Так он и написал на песке, поразившись, как просто это выглядит со стороны: «Я стал Приходящим». Захотелось поделиться с другом, но Роан вдруг понял, что не должен наваливать на него еще и это. Что сначала должен привыкнуть сам. И может быть, неплохо иметь какую-то тайну, которую потом можно будет рассказать. У Гаэннари есть свои заботы, тайны, ритмы…

Словно подтверждая это, с другой половины острова послышался стук барабанов, мелодия простая, но неспокойная, ищущая. «Найди, — пожелал другу Роан, — обязательно найди то, что ищешь. И я тоже найду».

10.

Роан улегся спать тут же, на траве, и сладко проспал не меньше суток, а проснулся страшно голодным. Но не захотел сделать что-то быстрое, а решил использовать один из рецептов Гаэннари. Может, потом, рассказав об этом, улучшит другу настроение.

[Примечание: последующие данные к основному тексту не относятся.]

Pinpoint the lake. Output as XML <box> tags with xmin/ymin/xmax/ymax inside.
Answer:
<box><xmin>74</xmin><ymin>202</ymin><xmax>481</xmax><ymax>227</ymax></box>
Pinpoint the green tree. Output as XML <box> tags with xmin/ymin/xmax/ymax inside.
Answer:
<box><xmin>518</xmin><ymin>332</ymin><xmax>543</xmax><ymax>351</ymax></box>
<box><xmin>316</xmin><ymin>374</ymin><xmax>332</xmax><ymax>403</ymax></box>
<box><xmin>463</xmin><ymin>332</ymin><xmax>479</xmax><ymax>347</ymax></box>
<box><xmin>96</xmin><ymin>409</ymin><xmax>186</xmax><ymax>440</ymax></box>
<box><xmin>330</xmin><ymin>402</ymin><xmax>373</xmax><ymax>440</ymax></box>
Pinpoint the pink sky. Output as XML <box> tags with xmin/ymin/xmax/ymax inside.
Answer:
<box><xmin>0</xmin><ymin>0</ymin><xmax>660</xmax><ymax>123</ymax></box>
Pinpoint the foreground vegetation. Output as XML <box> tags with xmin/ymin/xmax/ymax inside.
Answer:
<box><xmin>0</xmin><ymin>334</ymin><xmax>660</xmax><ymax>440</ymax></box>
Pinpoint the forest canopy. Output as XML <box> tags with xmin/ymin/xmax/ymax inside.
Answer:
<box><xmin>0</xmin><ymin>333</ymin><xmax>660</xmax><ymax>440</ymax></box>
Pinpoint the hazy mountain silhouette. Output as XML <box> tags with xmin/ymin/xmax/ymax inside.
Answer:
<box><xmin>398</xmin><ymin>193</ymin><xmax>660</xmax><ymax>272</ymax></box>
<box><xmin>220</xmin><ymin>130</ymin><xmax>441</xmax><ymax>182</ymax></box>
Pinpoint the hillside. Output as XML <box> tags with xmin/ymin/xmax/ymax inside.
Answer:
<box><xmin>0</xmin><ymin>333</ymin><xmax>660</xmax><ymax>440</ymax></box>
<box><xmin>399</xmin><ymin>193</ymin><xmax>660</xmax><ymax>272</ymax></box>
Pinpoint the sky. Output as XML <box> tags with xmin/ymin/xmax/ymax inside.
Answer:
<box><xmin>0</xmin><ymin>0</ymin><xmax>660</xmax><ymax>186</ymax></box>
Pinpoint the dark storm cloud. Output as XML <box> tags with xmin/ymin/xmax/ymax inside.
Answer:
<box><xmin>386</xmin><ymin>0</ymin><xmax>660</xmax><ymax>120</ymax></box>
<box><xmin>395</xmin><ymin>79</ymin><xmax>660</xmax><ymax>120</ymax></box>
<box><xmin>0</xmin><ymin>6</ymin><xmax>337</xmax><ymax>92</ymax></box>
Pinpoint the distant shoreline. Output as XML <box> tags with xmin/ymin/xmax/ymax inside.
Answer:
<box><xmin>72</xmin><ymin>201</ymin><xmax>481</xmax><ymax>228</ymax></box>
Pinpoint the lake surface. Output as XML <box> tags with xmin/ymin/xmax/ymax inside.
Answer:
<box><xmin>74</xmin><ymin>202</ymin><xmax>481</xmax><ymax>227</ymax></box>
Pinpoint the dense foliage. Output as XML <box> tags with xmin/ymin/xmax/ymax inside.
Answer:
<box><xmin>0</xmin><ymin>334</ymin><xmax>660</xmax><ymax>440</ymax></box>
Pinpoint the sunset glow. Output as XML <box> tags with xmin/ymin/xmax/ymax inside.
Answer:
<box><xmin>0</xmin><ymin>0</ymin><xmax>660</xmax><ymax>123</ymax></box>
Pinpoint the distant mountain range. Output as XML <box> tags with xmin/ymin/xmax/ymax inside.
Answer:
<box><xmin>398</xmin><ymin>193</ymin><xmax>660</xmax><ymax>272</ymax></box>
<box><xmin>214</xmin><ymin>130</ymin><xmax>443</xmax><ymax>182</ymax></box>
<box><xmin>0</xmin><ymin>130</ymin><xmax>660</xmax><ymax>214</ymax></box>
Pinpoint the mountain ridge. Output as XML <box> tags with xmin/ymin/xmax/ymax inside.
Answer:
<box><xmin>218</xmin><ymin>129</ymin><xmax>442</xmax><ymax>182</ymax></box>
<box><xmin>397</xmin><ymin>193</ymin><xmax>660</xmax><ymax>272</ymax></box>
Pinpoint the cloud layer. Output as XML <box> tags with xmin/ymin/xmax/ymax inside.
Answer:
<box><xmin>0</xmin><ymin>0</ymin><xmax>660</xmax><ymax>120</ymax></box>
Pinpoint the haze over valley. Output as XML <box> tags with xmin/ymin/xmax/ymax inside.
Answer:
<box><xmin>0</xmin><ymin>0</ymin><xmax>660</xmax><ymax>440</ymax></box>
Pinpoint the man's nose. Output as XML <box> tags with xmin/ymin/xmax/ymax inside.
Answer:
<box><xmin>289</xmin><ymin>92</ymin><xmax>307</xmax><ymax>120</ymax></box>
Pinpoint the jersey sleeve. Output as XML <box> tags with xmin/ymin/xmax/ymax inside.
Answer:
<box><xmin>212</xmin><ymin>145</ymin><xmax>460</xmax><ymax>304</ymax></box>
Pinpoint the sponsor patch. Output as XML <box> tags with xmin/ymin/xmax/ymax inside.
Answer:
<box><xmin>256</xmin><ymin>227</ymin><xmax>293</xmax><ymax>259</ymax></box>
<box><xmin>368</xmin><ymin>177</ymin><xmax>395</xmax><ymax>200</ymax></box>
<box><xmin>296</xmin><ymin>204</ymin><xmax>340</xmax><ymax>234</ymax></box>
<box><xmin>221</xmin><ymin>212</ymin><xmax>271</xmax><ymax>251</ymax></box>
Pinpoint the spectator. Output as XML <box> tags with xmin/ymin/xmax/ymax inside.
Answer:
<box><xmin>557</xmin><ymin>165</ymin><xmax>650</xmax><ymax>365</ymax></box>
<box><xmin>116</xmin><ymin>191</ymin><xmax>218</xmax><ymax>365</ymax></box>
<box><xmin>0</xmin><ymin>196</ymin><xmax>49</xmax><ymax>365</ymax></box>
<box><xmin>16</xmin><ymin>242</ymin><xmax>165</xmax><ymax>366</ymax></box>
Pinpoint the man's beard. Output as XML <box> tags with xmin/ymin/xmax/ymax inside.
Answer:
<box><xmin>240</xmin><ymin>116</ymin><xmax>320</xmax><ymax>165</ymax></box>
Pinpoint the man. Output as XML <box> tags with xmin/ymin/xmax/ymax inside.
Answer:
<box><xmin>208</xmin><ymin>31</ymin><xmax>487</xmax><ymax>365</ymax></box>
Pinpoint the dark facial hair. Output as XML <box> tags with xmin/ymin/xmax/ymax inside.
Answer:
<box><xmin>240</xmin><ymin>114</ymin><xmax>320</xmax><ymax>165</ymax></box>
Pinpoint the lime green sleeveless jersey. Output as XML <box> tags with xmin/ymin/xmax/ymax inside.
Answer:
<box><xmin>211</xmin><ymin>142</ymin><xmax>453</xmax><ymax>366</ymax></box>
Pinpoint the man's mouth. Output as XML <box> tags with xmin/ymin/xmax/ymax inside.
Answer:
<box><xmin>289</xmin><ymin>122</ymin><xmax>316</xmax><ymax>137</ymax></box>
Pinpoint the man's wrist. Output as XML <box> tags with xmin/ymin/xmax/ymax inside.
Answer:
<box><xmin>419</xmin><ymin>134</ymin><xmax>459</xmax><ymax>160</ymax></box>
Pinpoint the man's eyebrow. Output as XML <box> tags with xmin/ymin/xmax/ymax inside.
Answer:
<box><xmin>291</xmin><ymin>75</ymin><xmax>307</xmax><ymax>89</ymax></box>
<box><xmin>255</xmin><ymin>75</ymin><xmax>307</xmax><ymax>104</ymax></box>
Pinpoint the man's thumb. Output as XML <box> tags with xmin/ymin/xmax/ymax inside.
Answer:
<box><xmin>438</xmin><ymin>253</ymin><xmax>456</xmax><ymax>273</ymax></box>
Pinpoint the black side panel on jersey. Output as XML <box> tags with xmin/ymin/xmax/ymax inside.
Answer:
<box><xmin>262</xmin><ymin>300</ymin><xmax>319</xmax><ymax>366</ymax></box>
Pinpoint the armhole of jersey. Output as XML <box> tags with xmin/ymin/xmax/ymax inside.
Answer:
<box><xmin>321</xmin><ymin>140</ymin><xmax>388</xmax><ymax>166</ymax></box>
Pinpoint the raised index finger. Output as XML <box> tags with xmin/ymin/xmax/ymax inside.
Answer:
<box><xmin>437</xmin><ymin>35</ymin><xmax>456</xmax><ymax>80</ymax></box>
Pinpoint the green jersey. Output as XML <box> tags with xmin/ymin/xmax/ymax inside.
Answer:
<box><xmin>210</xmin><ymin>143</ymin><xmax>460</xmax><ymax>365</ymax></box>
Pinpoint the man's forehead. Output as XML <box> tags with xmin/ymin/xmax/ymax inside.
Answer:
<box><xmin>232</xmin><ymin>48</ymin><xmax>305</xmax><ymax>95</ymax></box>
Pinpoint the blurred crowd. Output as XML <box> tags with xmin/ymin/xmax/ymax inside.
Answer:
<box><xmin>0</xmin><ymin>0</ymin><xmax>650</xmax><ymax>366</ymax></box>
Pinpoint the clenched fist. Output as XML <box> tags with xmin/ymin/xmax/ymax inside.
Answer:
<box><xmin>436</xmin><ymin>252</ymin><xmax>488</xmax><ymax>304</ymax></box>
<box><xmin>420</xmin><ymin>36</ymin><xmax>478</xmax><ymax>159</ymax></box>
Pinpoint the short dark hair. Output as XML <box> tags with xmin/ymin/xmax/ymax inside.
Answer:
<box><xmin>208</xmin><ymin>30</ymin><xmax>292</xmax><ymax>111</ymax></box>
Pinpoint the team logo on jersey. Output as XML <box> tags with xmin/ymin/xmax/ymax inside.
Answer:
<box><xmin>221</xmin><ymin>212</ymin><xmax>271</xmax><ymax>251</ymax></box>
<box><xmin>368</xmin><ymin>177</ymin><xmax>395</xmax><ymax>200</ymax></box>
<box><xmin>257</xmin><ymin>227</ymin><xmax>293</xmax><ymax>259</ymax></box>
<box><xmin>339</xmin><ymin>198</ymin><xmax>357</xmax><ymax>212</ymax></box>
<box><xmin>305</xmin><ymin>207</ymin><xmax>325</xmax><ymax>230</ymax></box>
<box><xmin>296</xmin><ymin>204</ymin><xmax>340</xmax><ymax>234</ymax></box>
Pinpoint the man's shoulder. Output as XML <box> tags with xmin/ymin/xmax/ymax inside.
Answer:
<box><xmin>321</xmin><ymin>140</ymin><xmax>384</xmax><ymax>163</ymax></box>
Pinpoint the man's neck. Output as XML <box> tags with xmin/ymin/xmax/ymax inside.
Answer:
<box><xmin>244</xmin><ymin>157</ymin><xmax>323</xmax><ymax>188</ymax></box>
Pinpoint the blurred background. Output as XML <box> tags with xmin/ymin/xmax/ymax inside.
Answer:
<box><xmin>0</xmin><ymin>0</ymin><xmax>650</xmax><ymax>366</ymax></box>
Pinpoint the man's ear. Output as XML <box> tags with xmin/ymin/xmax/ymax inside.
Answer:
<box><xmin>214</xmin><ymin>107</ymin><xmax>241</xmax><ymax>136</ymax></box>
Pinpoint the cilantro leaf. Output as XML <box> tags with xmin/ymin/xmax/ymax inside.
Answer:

Результат готовки оказался не очень, но Роан съел «солнечную кашу» с аппетитом и отправился гулять. Дошел до берега и деревьев. Трещина стала больше, но это не огорчило. С другой половины острова снова зазвучали барабаны, ритм, совсем чужой, непонятный — и земля под ногами стала ощутима дрожать. Может, именно разные ритмы заставляли остров разделяться. Ритм точно был важен, он позволил Роану вернуться в Большой мир… Пожалуй, он уже готов был попробовать снова, и даже сел за свои барабаны, только не смог играть — чужие трели сбивали его. Помучившись с полчаса, бывший солдат встал, прошелся по песку, прислушиваясь. В доносящихся издалека трелях были вопросы, но явно не было ответов. Роан хотел бы помочь другу, но вспомнил о решении не мешать, и не стал ничего делать, даже в гости не пошел, хотя хотелось — он скучал по другу и Лум… Просто заставил облака в небе скрутиться жгутами и написал с их помощью ободряющее: «У тебя все получится». Подождал немного — трели на миг затихли, а прочитанное начало исчезать, облака разматывались, превращаясь снова в комья небесного пуха, — и убедившись, что послание получено, отправился домой. В конце концов, там тоже было чем заняться.

 

* * *

Не мешать оказалось легче, чем он думал. По крайней мере, сначала. Роан перенес барабаны с берега к своему дому и учился играть, не обращая внимания на чужие ритмы. Приходилось отключать мысли и ту часть восприятия мира, которая мешала. Он сосредотачивался на барабанах, на собственных руках, держащих палочки, на своих ощущениях и ожиданиях, и не сразу заметил, что ждет, когда вернутся видения, «воспоминания о невиденном». Сначала это было просто желание увидеть, что угодно, потом он захотел увидеть маму, по которой скучал больше, чем по другу — ведь Гаэннари все же был тут, рядом — но что-то мешало. Словно было что-то важнее. Роан позволил этому «важному» подняться на поверхность вместе с новым ритмом, в котором тоже было ожидание, все более нетерпеливое с каждым звуком. В конце концов он увидел, чье это ожидание.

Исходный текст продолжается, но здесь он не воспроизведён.